To travel from their lavish homes to the FTX offices, or elsewhere internationally, staff stationed in the Bahamas had a “full set of cars and gas covered for all (…) and unlimited travel and fully covered for all offices worldwide“, entrusted an employee to the FinancialTimes.
$200 per day for meals
The other FTX offices, indeed, were not left out. In California, where the cryptocurrency platform was also established, each employee benefited from a credit of 200 dollars (191 euros) per day on the DoorDash application, which delivers meals and food to their homes. An insane budget given the price of a meal on the application. If Bahamian employees didn’t have such a perk, their offices included a hair salon, massage parlor, grocery store, and even 24-hour food service. All this at the expense of the princess.
“It was kids leading kids», summarizes a former employee of FTX. “I had never seen so much money in my life. Like all employees in my opinion, including SBF (Sam Bankman-Fried, Ed)“, he adds. Internally, some fanciful decisions have been questioned. Like the fabulous contract of 135 million dollars so that the stadium of the Miami basketball team bears the name of the company. Employees have questioned the relevance of such an expense on the company’s messaging system. In vain.

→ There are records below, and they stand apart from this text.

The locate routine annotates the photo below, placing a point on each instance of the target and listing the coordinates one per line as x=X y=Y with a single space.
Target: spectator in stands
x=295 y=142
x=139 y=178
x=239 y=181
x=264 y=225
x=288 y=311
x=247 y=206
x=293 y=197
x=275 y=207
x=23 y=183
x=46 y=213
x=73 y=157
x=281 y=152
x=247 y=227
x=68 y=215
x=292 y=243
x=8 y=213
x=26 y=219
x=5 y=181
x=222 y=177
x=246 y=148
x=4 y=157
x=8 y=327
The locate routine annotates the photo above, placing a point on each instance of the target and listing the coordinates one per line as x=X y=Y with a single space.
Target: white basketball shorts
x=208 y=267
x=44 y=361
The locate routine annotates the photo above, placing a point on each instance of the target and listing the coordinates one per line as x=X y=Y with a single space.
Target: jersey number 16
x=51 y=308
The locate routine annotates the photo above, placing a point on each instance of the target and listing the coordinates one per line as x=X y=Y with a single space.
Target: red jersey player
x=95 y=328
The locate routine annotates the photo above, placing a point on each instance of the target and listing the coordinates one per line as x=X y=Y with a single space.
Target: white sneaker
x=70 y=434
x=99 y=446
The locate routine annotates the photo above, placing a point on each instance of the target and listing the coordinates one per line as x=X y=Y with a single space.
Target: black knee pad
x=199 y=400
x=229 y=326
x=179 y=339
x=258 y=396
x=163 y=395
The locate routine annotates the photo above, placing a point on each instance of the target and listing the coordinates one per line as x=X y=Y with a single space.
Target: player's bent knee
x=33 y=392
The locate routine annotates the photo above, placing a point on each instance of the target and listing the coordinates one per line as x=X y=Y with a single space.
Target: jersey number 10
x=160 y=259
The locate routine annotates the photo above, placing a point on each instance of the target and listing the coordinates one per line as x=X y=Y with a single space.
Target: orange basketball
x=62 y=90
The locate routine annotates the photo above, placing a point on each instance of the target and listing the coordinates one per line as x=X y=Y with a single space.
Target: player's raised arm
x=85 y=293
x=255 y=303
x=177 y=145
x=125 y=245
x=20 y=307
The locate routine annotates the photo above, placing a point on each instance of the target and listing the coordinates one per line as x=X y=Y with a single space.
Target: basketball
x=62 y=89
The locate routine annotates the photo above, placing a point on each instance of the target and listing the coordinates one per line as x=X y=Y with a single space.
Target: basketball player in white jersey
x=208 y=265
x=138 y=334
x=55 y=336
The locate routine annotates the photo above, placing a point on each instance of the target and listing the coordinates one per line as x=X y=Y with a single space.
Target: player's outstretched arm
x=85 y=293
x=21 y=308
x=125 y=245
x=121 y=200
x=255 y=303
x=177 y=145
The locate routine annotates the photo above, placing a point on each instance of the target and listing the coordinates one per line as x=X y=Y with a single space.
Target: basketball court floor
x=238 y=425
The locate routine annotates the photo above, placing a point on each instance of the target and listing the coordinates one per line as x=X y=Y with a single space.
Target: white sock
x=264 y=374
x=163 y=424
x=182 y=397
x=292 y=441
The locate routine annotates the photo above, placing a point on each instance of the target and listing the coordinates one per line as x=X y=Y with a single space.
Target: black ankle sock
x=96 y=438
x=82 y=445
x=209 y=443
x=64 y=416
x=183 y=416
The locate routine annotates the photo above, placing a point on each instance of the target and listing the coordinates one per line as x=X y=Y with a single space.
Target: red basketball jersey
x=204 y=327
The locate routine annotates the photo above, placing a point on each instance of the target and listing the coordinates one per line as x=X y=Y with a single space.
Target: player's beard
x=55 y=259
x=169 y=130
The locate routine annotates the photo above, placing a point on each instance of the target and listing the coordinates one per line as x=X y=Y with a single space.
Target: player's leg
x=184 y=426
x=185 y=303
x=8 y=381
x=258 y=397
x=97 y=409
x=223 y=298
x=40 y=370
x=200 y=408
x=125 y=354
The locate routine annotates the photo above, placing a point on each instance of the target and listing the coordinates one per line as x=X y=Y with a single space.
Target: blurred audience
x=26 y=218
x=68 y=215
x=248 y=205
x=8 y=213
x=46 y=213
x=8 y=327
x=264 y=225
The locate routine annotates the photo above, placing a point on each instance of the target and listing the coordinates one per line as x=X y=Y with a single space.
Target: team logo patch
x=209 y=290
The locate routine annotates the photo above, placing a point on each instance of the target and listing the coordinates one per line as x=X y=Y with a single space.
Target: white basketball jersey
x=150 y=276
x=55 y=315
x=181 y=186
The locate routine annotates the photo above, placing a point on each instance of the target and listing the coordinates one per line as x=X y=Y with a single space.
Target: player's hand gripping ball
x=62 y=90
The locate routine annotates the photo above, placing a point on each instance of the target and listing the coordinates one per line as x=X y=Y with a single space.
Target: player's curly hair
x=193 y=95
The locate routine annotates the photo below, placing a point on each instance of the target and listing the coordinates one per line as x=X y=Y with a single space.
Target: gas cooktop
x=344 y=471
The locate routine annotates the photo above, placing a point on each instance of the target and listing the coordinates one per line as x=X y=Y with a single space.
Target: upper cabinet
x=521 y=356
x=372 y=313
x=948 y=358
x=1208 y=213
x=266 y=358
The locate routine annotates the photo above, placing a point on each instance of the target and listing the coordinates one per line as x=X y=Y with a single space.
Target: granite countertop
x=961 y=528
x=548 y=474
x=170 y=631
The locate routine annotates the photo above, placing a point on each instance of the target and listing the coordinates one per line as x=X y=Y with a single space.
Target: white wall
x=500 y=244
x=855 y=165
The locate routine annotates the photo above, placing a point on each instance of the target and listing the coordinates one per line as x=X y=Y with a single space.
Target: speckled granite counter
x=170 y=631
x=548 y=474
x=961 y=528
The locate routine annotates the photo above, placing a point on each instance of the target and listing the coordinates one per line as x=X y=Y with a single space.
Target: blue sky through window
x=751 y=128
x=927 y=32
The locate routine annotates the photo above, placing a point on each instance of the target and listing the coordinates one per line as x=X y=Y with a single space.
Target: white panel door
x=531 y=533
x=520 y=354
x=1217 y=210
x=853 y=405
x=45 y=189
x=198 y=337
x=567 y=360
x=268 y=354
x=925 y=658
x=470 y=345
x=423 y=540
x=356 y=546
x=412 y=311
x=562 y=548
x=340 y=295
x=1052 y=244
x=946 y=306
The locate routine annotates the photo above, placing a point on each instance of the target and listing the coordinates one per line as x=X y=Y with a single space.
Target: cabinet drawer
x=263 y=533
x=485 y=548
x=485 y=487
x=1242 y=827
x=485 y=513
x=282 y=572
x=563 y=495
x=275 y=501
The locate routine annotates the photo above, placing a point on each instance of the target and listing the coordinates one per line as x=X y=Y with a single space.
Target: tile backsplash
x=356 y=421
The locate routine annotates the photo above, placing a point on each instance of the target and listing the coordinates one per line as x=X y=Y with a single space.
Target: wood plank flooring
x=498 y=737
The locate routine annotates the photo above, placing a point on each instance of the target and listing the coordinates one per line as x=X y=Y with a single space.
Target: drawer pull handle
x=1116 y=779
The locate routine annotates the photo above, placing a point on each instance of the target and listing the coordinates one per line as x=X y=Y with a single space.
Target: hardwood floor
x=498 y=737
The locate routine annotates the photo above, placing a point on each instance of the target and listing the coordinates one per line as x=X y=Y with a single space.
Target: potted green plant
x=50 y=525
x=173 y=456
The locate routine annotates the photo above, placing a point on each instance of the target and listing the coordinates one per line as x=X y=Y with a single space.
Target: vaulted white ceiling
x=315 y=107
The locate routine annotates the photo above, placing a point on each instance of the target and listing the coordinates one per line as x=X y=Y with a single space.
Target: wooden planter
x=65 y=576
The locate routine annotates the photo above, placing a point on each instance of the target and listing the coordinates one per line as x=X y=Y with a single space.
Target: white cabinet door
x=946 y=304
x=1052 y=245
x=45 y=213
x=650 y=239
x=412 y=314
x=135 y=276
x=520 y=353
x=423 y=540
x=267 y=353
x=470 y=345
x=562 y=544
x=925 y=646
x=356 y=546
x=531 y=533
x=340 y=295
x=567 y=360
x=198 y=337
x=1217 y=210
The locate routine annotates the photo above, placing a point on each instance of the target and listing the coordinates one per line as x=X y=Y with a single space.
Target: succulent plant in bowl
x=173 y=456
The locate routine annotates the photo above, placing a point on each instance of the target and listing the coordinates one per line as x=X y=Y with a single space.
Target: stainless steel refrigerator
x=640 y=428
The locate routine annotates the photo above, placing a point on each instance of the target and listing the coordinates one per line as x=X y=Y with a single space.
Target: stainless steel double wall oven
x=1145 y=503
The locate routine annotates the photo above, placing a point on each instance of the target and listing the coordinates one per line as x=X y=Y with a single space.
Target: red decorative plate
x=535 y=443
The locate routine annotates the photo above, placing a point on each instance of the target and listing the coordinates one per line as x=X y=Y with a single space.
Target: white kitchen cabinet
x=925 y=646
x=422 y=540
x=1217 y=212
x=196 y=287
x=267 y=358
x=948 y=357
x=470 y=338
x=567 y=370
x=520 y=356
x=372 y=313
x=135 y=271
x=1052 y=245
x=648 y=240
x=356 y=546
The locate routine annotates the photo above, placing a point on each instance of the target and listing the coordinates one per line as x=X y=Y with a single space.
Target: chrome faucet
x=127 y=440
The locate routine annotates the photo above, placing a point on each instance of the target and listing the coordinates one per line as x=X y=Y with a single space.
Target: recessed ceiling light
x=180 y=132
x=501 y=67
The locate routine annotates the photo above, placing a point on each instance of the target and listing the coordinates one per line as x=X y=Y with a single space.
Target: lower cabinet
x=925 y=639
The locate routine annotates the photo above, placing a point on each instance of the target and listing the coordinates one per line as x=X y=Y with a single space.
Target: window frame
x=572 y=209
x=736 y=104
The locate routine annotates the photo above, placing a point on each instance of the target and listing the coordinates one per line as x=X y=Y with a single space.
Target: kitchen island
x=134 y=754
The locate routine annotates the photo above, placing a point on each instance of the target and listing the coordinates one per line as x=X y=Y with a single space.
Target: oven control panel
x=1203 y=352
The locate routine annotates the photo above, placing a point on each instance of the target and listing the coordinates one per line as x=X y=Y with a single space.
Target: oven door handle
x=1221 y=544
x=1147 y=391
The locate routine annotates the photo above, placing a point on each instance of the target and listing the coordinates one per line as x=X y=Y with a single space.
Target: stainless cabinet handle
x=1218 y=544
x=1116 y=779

“They never supervised the performance we were actually getting. Nobody really kept track of what happened after getting the deala former marketing department employee lamented about FTX’s general management. A finding confirmed by John Ray, who took over the helm of the company since its bankruptcy was declared. “The (company) did not have the type of disbursement controls that I believe are appropriate for a commercial enterprise“, he notes in documents in the file.
The cryptocurrency platform, once one of the most influential in the world, placed itself on November 11 under the protection of Chapter XI of the American bankruptcy law. For some specialists, FTX even represents the “Lehman Brothersof cryptocurrencies, in reference to the bank that went bankrupt during the 2008 crisis.